A gains table provides several key insights into model performance:

  1. Monotonicity: The event rates should consistently increase (or decrease) across bins. This confirms that the model effectively rank-orders risk.

  2. Bin Consistency: If bin sizes are not consistent (ideally ~10% each), it suggests the model is assigning the same output/score to many borrowers (clumping), which could pose issues when deciding cutoffs.

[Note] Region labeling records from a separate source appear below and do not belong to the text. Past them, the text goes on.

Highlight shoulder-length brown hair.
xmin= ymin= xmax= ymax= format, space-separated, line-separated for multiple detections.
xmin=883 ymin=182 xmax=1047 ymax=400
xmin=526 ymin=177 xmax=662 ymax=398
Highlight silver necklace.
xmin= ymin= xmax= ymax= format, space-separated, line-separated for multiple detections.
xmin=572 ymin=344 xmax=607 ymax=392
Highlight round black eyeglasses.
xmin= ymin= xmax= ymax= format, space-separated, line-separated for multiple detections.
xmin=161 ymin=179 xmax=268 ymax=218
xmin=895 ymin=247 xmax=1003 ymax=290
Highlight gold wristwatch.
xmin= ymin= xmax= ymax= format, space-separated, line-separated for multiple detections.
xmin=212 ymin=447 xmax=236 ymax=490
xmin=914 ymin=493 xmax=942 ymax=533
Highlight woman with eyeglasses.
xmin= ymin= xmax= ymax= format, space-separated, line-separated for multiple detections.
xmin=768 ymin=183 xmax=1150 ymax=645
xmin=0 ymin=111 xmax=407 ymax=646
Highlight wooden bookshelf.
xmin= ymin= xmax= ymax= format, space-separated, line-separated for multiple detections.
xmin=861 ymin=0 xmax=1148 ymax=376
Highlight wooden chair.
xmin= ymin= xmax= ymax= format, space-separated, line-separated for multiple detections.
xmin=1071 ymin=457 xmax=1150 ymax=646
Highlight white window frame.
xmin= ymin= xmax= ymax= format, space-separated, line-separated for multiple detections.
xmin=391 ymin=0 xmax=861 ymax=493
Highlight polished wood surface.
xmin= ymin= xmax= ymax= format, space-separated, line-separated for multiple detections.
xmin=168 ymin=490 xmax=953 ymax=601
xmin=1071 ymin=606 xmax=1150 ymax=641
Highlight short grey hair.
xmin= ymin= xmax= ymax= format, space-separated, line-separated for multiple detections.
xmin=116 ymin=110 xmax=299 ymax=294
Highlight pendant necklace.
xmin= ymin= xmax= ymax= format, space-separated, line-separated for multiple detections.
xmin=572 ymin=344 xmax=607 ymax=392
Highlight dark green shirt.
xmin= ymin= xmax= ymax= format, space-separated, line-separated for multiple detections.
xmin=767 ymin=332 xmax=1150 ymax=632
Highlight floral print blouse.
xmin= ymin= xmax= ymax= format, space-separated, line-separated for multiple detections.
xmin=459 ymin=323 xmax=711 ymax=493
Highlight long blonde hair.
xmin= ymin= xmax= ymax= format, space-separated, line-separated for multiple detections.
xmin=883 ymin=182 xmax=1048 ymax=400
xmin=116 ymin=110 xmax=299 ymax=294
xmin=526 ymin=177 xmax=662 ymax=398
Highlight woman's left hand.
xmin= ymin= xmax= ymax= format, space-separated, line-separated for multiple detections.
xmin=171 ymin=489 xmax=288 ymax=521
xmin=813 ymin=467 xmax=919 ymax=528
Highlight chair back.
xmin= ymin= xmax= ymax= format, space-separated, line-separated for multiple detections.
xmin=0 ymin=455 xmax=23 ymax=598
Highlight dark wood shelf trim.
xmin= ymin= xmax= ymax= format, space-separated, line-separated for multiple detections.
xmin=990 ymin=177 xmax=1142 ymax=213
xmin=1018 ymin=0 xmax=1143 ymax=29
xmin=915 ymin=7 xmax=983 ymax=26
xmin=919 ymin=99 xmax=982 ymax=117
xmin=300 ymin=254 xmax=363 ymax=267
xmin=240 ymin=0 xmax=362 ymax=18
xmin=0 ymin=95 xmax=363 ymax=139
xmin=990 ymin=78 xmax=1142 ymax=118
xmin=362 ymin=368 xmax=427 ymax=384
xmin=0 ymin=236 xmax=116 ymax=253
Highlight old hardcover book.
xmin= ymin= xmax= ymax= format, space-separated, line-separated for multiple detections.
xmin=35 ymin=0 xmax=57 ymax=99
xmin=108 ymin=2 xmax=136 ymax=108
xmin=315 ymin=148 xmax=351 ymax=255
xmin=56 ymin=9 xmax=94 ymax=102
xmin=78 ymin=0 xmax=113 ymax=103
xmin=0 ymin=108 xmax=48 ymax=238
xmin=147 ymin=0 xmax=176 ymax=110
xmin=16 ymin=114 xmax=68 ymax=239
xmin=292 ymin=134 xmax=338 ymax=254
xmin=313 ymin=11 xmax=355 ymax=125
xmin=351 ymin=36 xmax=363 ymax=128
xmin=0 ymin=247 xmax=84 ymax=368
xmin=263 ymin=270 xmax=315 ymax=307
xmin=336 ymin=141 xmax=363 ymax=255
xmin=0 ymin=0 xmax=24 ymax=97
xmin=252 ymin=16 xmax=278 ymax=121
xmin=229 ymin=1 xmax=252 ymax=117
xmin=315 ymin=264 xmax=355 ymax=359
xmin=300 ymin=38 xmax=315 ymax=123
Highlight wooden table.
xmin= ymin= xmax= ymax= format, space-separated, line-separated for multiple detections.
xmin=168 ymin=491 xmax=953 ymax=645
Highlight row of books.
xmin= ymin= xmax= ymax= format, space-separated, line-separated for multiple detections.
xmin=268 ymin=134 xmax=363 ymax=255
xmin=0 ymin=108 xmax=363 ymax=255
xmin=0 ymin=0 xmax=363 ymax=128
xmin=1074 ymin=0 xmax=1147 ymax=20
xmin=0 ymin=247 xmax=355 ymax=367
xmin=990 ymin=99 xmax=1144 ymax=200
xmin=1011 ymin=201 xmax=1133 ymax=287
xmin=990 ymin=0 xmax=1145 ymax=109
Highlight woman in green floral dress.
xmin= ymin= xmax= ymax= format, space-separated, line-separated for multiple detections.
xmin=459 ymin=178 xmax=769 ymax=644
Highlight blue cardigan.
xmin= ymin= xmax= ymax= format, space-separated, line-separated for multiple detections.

  3. KS Statistic: The maximum value of the KS column indicates the model’s discriminatory power. A higher value (closer to 1) indicates better separation between good and bad borrowers.

  4. Capture Rate: Shows what percentage of all bad accounts are captured at each cutoff point.

  5. Cumulative Event Rate: Indicates the bad rate among all accounts up to that bin, useful for setting approval thresholds.

Practical Applications

In credit risk management, the gains table helps with:

  1. Setting Cutoffs: Identifying appropriate score thresholds for approving or rejecting applications.

  2. Strategy Development: Creating tiered strategies (e.g., approve, review, decline) based on risk levels.

  3. Performance Monitoring: Tracking model performance over time by comparing actual vs. expected distributions.

  4. Model Comparison: Evaluating different models by comparing their KS statistics and capture rates.

The gains table is a powerful tool for evaluating binary classification models, especially in credit risk applications. By providing a structured view of how well a model separates good and bad cases across the score distribution, it helps analysts make informed decisions about model quality and operational implementation.